New issue
Advanced search Search tips

Issue 769824 link

Starred by 1 user

Issue metadata

Status: Fixed
Owner:
Closed: Oct 2017
Components:
EstimatedDays: ----
NextAction: ----
OS: Chrome
Pri: 3
Type: Bug



Sign in to add a comment

kallsyms fails building emerge-arm64-generic chromeos-kernel-4_12

Project Member Reported by groeck@chromium.org, Sep 28 2017

Issue description

"emerge-arm64-generic chromeos-kernel-4_12" fails with the following error.

kallsyms failure: relative symbol value 0xffffff8008081000 out of range in relative mode

Analysis shows bad symbols in the symbol table (System.map).
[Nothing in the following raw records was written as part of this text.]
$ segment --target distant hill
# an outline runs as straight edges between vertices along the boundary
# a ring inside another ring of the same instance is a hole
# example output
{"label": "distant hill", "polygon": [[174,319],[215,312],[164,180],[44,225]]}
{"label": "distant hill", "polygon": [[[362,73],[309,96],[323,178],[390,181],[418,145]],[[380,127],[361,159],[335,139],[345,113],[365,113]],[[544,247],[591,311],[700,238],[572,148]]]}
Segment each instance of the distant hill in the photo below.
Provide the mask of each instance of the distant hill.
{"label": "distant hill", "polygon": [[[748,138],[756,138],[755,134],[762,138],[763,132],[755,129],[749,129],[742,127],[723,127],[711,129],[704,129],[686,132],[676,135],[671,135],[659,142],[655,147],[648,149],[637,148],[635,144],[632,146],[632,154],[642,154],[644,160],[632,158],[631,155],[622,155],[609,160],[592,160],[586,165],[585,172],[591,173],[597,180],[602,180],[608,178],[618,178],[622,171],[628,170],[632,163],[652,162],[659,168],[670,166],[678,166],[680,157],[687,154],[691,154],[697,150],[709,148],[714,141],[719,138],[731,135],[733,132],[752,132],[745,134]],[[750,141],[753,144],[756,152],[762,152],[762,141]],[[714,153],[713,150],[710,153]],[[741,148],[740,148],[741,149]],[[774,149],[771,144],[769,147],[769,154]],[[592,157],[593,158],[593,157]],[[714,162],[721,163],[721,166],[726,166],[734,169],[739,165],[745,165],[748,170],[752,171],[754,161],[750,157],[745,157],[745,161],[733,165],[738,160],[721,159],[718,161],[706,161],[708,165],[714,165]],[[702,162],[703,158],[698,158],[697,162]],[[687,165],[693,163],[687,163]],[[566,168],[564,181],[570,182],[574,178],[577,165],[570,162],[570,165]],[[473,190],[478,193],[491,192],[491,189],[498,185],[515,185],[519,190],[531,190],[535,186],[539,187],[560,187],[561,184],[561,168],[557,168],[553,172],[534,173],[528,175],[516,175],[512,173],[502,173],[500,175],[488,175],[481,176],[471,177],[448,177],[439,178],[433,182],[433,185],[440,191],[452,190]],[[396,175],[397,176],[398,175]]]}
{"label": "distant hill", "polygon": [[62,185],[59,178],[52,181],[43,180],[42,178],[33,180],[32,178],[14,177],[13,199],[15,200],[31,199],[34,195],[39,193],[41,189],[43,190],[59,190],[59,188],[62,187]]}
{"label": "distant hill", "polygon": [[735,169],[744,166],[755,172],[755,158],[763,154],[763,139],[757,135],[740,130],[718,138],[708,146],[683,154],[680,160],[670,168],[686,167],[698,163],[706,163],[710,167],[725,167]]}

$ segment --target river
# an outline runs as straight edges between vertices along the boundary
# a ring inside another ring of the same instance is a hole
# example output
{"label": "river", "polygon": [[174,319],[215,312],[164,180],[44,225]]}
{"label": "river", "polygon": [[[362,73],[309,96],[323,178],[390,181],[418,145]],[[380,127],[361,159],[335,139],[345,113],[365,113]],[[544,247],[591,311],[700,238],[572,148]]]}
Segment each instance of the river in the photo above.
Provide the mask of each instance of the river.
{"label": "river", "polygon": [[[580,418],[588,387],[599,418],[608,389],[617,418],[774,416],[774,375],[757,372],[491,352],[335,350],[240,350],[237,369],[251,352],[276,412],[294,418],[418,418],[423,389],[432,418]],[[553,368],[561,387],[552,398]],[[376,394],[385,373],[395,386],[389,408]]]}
000000000000000e n __efistub_$d
000000000000000e n __efistub_$d
000000000000000e n __efistub_$d
000000000000000e n __efistub_$d
...

This is how the symbols should look like (generated with a working toolchain):
ffffff9009185bf0 t __efistub_$d
ffffff9009185e90 t __efistub_$d
ffffff9009185f38 t __efistub_$d
ffffff90091860f8 t __efistub_$d
ffffff9009186230 t __efistub_$d
ffffff90091863e8 t __efistub_$d
...

Due to the bad symbol table values, the relative address base is set to 0x0e (instead of something like 0xffffff90080bc000, ie _head), and all real symbols are considered to be out of range.

Toolchain versions:
x86_64-cros-linux-gnu-gcc.real (4.9.2_cos_gg_4.9.2-r164-0c5a656a1322e137fa4a251f2ccc6c4022918c0a_4.9.2-r164) 4.9.x 20150123 (prerelease)

GNU gold (binutils-2.27.0-r3-85fafaf039799ebc8053bf36ce1c6e6df7adbbec_cos_gg 2.27.0.20170315) 1.12

 

Comment 1 by groeck@chromium.org, Sep 28 2017

Description: Show this description
gold should not be used for kernel. is that the issue here?
Labels: OS-Chrome

Comment 4 by groeck@chromium.org, Sep 28 2017

FWIW, gold _is_ used for kernel builds. I had to explicitly disable it for my x86_64 test builds because the version in our toolchain has the bug described in https://bugzilla.kernel.org/show_bug.cgi?id=187841.
That is not the issue here, though. I tried to disable gold for arm64, but the result was the same.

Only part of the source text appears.